The General Social Survey (GSS) is a nationally representative survey of adults in the United States. It is conducted as personal-interview survey.
This is generalizable to noninstitutionalized, English and Spanish speaking persons 18 years of age or older, living in the United States.(NORC. University of Chicago. The General Social Survey. available at:link).
As this is an observational, cross sectional study, only associations may be investigated.
library(tidyverse)
## Warning: package 'tidyverse' was built under R version 4.2.1
## ── Attaching packages ─────────────────────────────────────── tidyverse 1.3.2 ──
## ✔ ggplot2 3.3.6 ✔ purrr 0.3.4
## ✔ tibble 3.1.7 ✔ dplyr 1.0.9
## ✔ tidyr 1.2.0 ✔ stringr 1.4.0
## ✔ readr 2.1.2 ✔ forcats 0.5.1
## Warning: package 'readr' was built under R version 4.2.1
## Warning: package 'forcats' was built under R version 4.2.1
## ── Conflicts ────────────────────────────────────────── tidyverse_conflicts() ──
## ✖ dplyr::filter() masks stats::filter()
## ✖ dplyr::lag() masks stats::lag()
load("~/R data/Social Survey (GSS)/_5db435f06000e694f6050a2d43fc7be3_gss (2).Rdata")
Confidence in medicine is expected to have different predictors, one of them might be person´s education. Therefore, the objective is to test whether there is an association between confidence in medicine (Research question: “I am going to name some institutions in this country. As far as the people running these institutions are concerned, would you say you have a great deal of confidence, only some confidence, or hardly any confidence at all in them? - Medicine”.) and person´s education based on the self reported degree achieved (categorized as high school and university education).
Null hypothesis, H0, there is nothing going on, level of education and confidence in medicine are independent. Alternative hypothesis, Ha, there is something going on, therefore level of education and confidence in medicine are dependent. Confidence in medicine vary according to education degree achieved.
Chi square test of independence was selected, as we are dealing with two categorical variables: education level (two levels: high school and some university degree) and confidence in medicine (three levels: “great deal of confidence”, “only some confidence”, or “hardly any confidence”). Chosen significance level is α = 0.05. General Social Survey Cumulative File, 1972-2012 is used as data source. R software is used for the data description and analysis (R Core Team, (2022). R: A language and environment for statistical computing. R Foundation for Statistical Computing, Vienna, Austria. available at:link
Number of observations:
length(gss$caseid)
## [1] 57061
Missing data in variables used for analysis:
View(gss[is.na(gss$degree), ])
length(gss[is.na(gss$degree), ])
## [1] 114
View(gss[is.na(gss$conmedic), ])
length(gss[is.na(gss$conmedic), ])
## [1] 114
Checking missing data in both variables - there is no obvious pattern which could indicate a potential systematic bias.

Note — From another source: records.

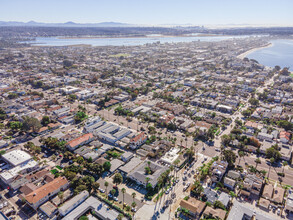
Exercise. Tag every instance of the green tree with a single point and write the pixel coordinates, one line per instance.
(219, 204)
(113, 191)
(69, 175)
(257, 161)
(3, 114)
(15, 125)
(107, 166)
(123, 190)
(253, 101)
(30, 123)
(285, 124)
(117, 179)
(96, 186)
(61, 196)
(273, 152)
(229, 156)
(240, 154)
(197, 188)
(106, 184)
(45, 120)
(285, 163)
(67, 63)
(133, 196)
(80, 116)
(120, 216)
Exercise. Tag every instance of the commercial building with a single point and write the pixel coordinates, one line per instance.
(71, 204)
(100, 209)
(139, 175)
(82, 140)
(26, 167)
(69, 90)
(16, 157)
(43, 193)
(171, 156)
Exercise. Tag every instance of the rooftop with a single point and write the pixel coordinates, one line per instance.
(16, 157)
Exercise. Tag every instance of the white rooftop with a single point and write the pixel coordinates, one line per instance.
(9, 174)
(16, 157)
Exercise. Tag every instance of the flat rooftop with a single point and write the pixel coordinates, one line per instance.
(16, 157)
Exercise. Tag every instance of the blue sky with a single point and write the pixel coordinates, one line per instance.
(199, 12)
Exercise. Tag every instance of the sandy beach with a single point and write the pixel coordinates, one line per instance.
(243, 55)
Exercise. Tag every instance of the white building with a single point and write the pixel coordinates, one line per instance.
(27, 167)
(68, 90)
(85, 94)
(171, 156)
(16, 157)
(71, 204)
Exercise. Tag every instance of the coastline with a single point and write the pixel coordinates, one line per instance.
(141, 36)
(243, 55)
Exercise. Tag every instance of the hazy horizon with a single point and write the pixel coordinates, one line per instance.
(160, 12)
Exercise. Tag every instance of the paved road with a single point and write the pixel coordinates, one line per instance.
(127, 197)
(148, 210)
(287, 180)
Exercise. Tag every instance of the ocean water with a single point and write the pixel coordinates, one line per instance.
(280, 53)
(56, 41)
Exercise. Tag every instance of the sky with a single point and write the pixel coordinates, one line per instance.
(151, 12)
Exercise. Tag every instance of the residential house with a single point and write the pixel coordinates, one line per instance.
(71, 204)
(218, 169)
(82, 140)
(253, 184)
(210, 212)
(285, 137)
(138, 140)
(127, 156)
(194, 207)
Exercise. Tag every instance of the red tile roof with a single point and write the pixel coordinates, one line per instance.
(79, 140)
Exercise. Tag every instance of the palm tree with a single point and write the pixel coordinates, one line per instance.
(149, 163)
(133, 195)
(123, 190)
(285, 163)
(147, 179)
(257, 161)
(272, 160)
(106, 184)
(240, 154)
(61, 196)
(133, 204)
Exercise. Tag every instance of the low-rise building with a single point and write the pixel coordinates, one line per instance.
(91, 203)
(138, 140)
(194, 207)
(253, 184)
(140, 176)
(210, 212)
(127, 156)
(82, 140)
(16, 157)
(43, 193)
(9, 175)
(71, 204)
(218, 170)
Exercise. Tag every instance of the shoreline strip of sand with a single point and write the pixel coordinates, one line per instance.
(243, 55)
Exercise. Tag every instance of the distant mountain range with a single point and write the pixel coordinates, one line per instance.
(67, 24)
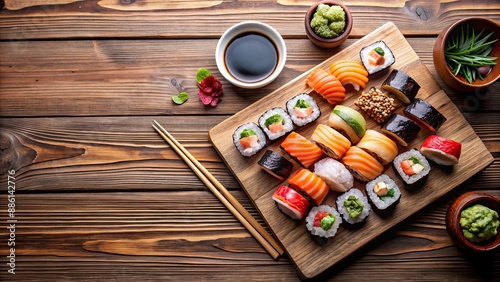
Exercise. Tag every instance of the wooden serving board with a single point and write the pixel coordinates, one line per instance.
(310, 257)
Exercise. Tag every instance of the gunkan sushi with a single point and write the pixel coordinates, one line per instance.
(276, 165)
(412, 167)
(335, 174)
(249, 139)
(383, 193)
(290, 202)
(323, 221)
(353, 206)
(376, 57)
(275, 123)
(303, 109)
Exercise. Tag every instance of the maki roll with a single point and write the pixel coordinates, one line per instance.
(290, 202)
(310, 184)
(302, 150)
(276, 165)
(401, 85)
(330, 141)
(323, 221)
(362, 165)
(249, 139)
(379, 146)
(401, 129)
(335, 174)
(441, 150)
(376, 57)
(425, 115)
(383, 193)
(353, 206)
(350, 72)
(303, 109)
(275, 123)
(412, 167)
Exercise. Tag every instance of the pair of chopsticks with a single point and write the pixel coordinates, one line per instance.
(231, 203)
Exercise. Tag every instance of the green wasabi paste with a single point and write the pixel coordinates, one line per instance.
(479, 223)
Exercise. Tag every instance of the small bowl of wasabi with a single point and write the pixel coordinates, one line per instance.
(328, 24)
(472, 221)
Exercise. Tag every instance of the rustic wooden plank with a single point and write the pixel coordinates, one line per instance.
(120, 77)
(191, 235)
(37, 19)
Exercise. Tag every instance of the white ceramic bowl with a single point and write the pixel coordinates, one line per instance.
(250, 27)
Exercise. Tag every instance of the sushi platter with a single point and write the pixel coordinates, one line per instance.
(311, 256)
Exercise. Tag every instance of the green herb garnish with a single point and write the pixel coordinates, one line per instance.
(202, 74)
(180, 98)
(466, 51)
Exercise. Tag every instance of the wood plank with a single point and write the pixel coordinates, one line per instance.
(125, 236)
(37, 19)
(123, 77)
(310, 257)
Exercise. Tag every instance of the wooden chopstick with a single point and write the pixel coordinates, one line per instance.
(264, 238)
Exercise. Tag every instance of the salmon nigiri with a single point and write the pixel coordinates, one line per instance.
(310, 183)
(301, 149)
(350, 72)
(327, 85)
(362, 165)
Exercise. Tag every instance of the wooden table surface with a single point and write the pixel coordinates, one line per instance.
(100, 196)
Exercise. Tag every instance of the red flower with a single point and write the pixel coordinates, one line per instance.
(210, 90)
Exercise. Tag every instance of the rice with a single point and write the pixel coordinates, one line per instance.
(384, 202)
(344, 211)
(298, 120)
(287, 127)
(317, 230)
(247, 152)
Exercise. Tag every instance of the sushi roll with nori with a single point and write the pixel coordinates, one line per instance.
(425, 115)
(401, 85)
(249, 139)
(353, 206)
(303, 109)
(376, 57)
(323, 221)
(412, 167)
(335, 174)
(276, 165)
(383, 193)
(275, 123)
(401, 129)
(290, 202)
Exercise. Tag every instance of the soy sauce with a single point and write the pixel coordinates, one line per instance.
(251, 57)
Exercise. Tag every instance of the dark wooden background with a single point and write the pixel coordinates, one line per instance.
(100, 196)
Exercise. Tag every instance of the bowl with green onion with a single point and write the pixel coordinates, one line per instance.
(467, 54)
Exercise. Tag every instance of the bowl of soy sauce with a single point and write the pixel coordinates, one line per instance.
(250, 54)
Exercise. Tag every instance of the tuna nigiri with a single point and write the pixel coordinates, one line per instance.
(310, 183)
(350, 72)
(379, 146)
(362, 165)
(301, 149)
(327, 85)
(290, 202)
(330, 141)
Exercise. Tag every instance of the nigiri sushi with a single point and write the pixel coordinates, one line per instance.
(335, 174)
(330, 141)
(379, 146)
(302, 150)
(441, 150)
(309, 183)
(363, 166)
(290, 202)
(327, 85)
(350, 72)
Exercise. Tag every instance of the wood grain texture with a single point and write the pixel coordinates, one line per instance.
(310, 257)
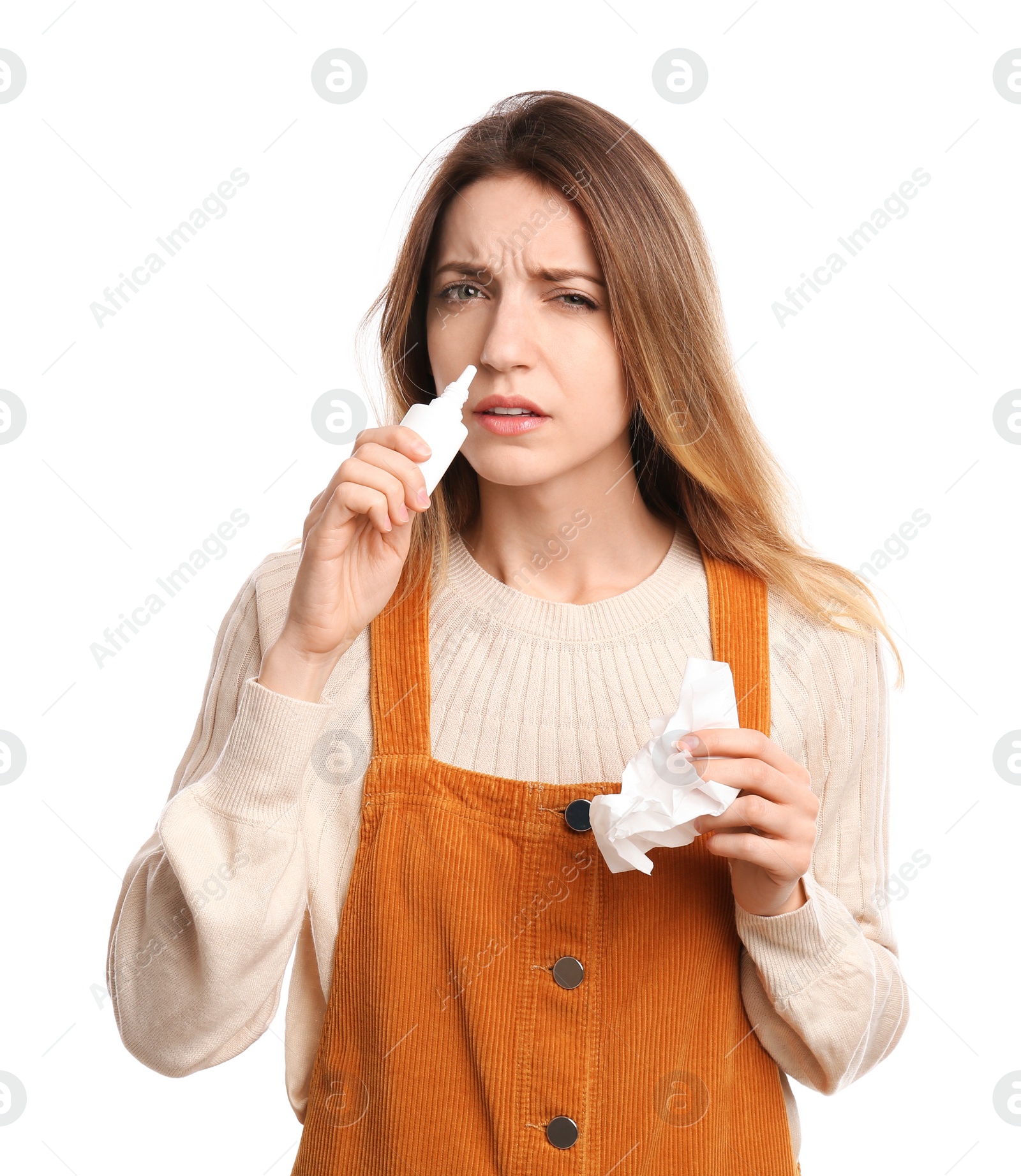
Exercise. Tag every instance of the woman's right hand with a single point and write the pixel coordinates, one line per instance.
(354, 545)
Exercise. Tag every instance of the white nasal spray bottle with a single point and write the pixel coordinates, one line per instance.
(440, 426)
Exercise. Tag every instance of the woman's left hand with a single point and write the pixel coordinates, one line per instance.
(768, 831)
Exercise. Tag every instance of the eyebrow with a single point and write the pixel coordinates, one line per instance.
(546, 274)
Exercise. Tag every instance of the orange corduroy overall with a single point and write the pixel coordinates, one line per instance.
(451, 1047)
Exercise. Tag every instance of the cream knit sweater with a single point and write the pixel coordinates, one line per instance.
(255, 848)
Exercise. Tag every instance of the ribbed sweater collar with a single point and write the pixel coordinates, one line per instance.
(474, 591)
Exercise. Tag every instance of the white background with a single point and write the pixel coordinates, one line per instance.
(195, 400)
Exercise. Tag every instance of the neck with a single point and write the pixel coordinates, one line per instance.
(584, 535)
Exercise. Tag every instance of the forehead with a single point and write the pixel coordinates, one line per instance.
(513, 213)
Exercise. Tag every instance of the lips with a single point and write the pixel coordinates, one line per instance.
(527, 407)
(509, 415)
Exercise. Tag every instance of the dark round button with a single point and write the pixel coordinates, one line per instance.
(577, 815)
(562, 1131)
(569, 972)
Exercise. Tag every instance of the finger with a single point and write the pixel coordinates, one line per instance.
(400, 465)
(752, 777)
(754, 813)
(365, 473)
(372, 449)
(352, 499)
(779, 858)
(746, 741)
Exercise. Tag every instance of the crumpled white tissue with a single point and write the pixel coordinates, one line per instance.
(661, 794)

In both variables, 114 observations is missing (which is ~0.2% of the total observations). For the analysis, missing values will be removed.
gss %>%
select(degree, conmedic) %>%
na.omit() %>%
mutate(degree_cat=if_else(degree=="Lt High School"|degree =="High School", "high school", "university")) %>%
ggplot(aes(x=degree_cat, fill=conmedic))+geom_bar(position = "fill")+labs(title="Confidence in medicine according to level of education", x="Degree category", y="Percentage")
chi_test<-gss %>%
select(degree, conmedic) %>%
na.omit() %>%
mutate(degree_cat=if_else(degree=="Lt High School"|degree =="High School", "high school", "university"))
chi_test %>%
select(degree_cat, conmedic) %>%
table() %>%
chisq.test()
##
## Pearson's Chi-squared test
##
## data: .
## X-squared = 93.679, df = 2, p-value < 2.2e-16
Expected values condition:
chi_test %>%
select(degree_cat, conmedic) %>%
table() %>%
chisq.test() %>%
.$expected
## conmedic
## degree_cat A Great Deal Only Some Hardly Any
## high school 13064.336 12547.084 2333.5807
## university 4514.664 4335.916 806.4193
Since p value for chi square test is tiny (p < 2.2e-16), we can reject null hypothesis and conclude that level of education and confidence in medicine are dependent/associated. To see, whether education is really a independent significant predictor of confidence in medicine concept, more rigorous analysis should be performed (regression model). The current association found might be result of confounding (therefore could be a result of variable that affects both confidence in medicine and also level of education).